The evaluation of this condition and truthy value is done via the output of a callable. If the
callable returns True or a truthy value, the pipeline is allowed to continue and an :ref:XCom <concepts:xcom>
of the output will be pushed. If the output is False or a falsy value, the pipeline will be short-circuited
based on the configured short-circuiting (more on this later). In the example below, the tasks that follow the
"condition_is_true" task will execute while the tasks downstream of the "condition_is_false" task will be
skipped.
.. tip::
The @task.short_circuit decorator is recommended over the classic ShortCircuitOperator
to short-circuit pipelines via Python callables.
.. tab-set::
.. tab-item:: @task.short_circuit
:sync: taskflow
.. exampleinclude:: /../src/airflow/providers/standard/example_dags/example_short_circuit_decorator.py
:language: python
:dedent: 4
:start-after: [START howto_operator_short_circuit]

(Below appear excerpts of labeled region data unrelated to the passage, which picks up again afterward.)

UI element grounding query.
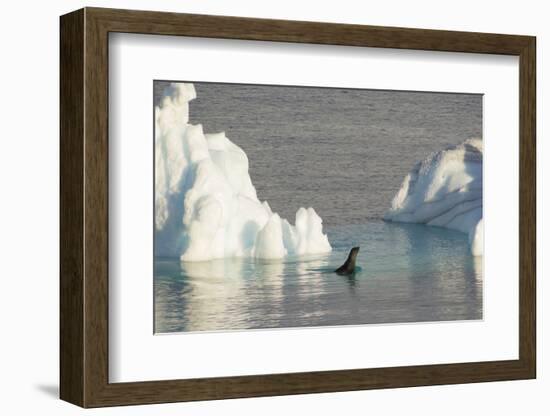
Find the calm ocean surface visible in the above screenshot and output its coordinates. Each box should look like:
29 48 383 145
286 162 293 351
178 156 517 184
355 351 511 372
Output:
154 82 482 332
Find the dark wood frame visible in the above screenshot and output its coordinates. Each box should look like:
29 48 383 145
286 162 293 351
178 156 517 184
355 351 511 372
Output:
60 8 536 407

:end-before: [END howto_operator_short_circuit]
.. tab-item:: ShortCircuitOperator
:sync: operator
.. exampleinclude:: /../src/airflow/providers/standard/example_dags/example_short_circuit_operator.py
:language: python
:dedent: 4
:start-after: [START howto_operator_short_circuit]
:end-before: [END howto_operator_short_circuit]
The "short-circuiting" can be configured to either respect or ignore the :ref:trigger rule <concepts:trigger-rules>
defined for downstream tasks. If ignore_downstream_trigger_rules is set to True, the default configuration, all
downstream tasks are skipped without considering the trigger_rule defined for tasks. If this parameter is
set to False, the direct downstream tasks are skipped but the specified trigger_rule for other subsequent
downstream tasks are respected. In this short-circuiting configuration, the operator assumes the direct
downstream task(s) were purposely meant to be skipped but perhaps not other subsequent tasks. This
configuration is especially useful if only part of a pipeline should be short-circuited rather than all
tasks which follow the short-circuiting task.
In the example below, notice that the "short_circuit" task is configured to respect downstream trigger
rules. This means while the tasks that follow the "short_circuit" task will be skipped
since the decorated function returns False, "task_7" will still execute as its set to execute when upstream
tasks have completed running regardless of status (i.e. the TriggerRule.ALL_DONE trigger rule).
.. tab-set::
.. tab-item:: @task.short_circuit
:sync: taskflow
.. exampleinclude:: /../src/airflow/providers/standard/example_dags/example_short_circuit_decorator.py
:language: python
:dedent: 4
:start-after: [START howto_operator_short_circuit_trigger_rules]
:end-before: [END howto_operator_short_circuit_trigger_rules]
.. tab-item:: ShortCircuitOperator
:sync: operator
.. exampleinclude:: /../src/airflow/providers/standard/example_dags/example_short_circuit_operator.py
:language: python
:dedent: 4
:start-after: [START howto_operator_short_circuit_trigger_rules]
:end-before: [END howto_operator_short_circuit_trigger_rules]
Passing in arguments and Templating ^^^^^^^^^^^^^^^^^^^^^^^^^^^^^^^^^^^
Argument passing and templating options are the same as with :ref:howto/operator:PythonOperator.